Ces derniers temps, beaucoup se sentent une vocation à conseiller la plus grande économie européenne sur ce qui devrait se faire en ces jours de crise. Ces gouvernants en herbe se trouvent à Washington, Londres, Rome, Luxembourg et Paris.

Parmi ceux “que personne n’a invité” et qui demandent plus d'enthousiasme allemand dans la lutte contre la crise, le Handelsblatt distingue Timothy Geithner, le ministre des Finances américain,

qui s’est imposé sur le lieu de vacances de son confrère allemand Wolfgang Schäuble après avoir annoncé que ‘si on laisse l'Europe plantée au bord du gouffre, on ne fait qu'augmenter le coût de la crise'.

Autre bon conseil indésirable pour le journal, Mario Draghi, le patron de la BCE, qui pousse Angela Merkel à

permettre à la BCE l’achat contesté de plus d'obligations d'Etats et à activer ainsi le bazooka, comme l'appellent les Européens du Sud,c'est-à-dire l'émission illimitée d'argent par la BCE.

Membre surprise de ce cercle des "conseillers non invités“, l’ancien Premier ministre britannique Tony Blair

aurait dit que le contribuable allemand devrait se porter garant pour la montagne de dette européenne à hauteur de 8 800 milliards d'euros

Dernier de la liste, le Luxembourgeois Jean-Claude Juncker, président de l'Eurogroupe, dont

la patrie est désormais visiblement trop petite. Il reproche à l'Allemagne de faire continuellement de la politique intérieure dans la crise de l'euro et de ‘vouloir gérer les autre membres de l'union monétaire comme des filiales.

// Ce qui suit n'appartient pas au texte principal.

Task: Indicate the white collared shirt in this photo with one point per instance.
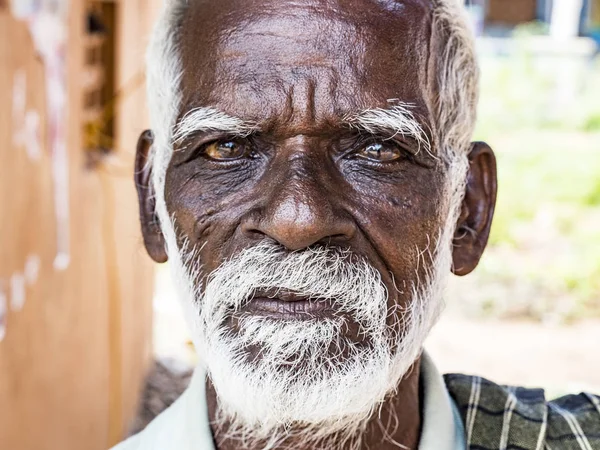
(185, 425)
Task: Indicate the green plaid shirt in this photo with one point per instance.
(504, 418)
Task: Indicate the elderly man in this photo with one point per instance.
(311, 180)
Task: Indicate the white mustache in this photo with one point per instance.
(321, 272)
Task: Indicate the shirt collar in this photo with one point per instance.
(185, 425)
(442, 427)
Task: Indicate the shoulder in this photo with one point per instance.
(498, 416)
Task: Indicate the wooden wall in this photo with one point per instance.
(77, 341)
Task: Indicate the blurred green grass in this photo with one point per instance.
(542, 117)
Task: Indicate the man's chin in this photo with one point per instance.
(275, 373)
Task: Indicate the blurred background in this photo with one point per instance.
(82, 310)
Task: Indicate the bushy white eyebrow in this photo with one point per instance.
(398, 119)
(211, 120)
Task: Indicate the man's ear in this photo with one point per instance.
(153, 237)
(477, 211)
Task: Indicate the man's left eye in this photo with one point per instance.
(380, 152)
(225, 150)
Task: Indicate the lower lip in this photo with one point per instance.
(290, 310)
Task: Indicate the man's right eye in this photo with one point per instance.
(225, 150)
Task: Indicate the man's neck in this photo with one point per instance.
(396, 424)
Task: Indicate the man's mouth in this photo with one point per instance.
(287, 305)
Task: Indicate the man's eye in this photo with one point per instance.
(380, 152)
(225, 150)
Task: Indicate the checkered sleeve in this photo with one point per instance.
(503, 418)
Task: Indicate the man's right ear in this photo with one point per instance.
(153, 237)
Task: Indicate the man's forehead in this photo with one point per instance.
(331, 56)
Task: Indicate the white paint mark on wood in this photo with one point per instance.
(26, 123)
(32, 269)
(3, 311)
(47, 20)
(17, 291)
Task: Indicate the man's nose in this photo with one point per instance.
(301, 214)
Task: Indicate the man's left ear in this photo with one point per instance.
(477, 211)
(153, 237)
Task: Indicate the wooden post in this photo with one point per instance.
(75, 341)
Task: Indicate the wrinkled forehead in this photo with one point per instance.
(253, 57)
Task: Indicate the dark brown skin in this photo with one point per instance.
(297, 68)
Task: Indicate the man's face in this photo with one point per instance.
(318, 219)
(297, 69)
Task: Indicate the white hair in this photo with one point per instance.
(456, 81)
(454, 111)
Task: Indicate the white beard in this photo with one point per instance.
(298, 381)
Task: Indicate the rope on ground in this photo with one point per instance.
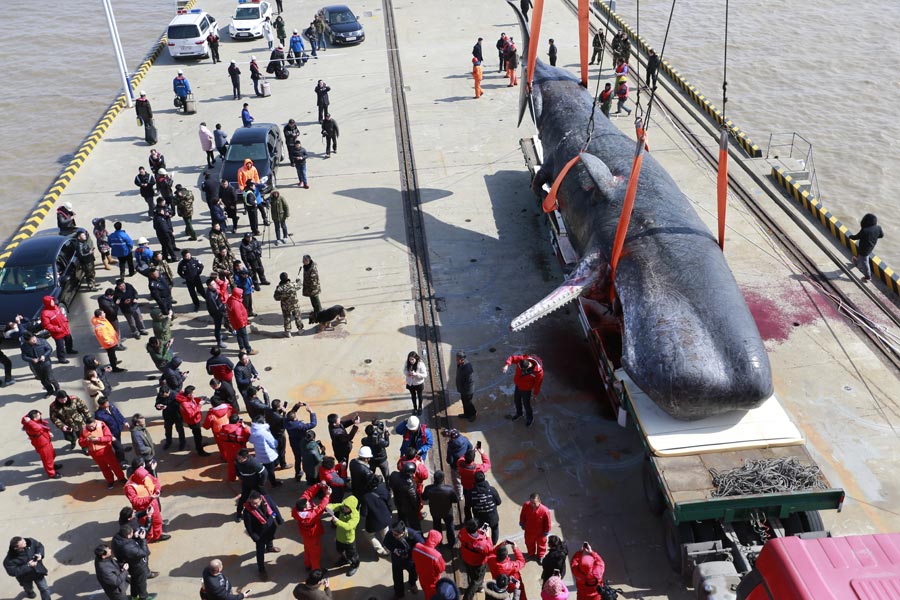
(767, 476)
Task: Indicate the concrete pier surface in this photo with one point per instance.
(490, 260)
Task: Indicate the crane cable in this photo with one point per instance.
(722, 181)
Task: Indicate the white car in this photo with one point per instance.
(187, 33)
(246, 24)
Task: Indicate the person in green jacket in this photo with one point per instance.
(162, 325)
(345, 517)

Dans ce contexte, le Handelsblatt constate que :

La singularité et la dignité de sa fonction interdisent à Angela Merkel de contredire franchement de tels reproches. C'est le chef du groupe des libéraux au Parlement, Rainer Brüderle, qui s’en charge. Faisant allusion à la visite éclair de Geithner chez Schäuble, il a déclaré au Handelsblatt : 'Vu le budget désolant des USA, il est difficile de ne pas avoir l'impression que la crise de la dette en Europe constitue un manœuvre de diversion bienvenue'.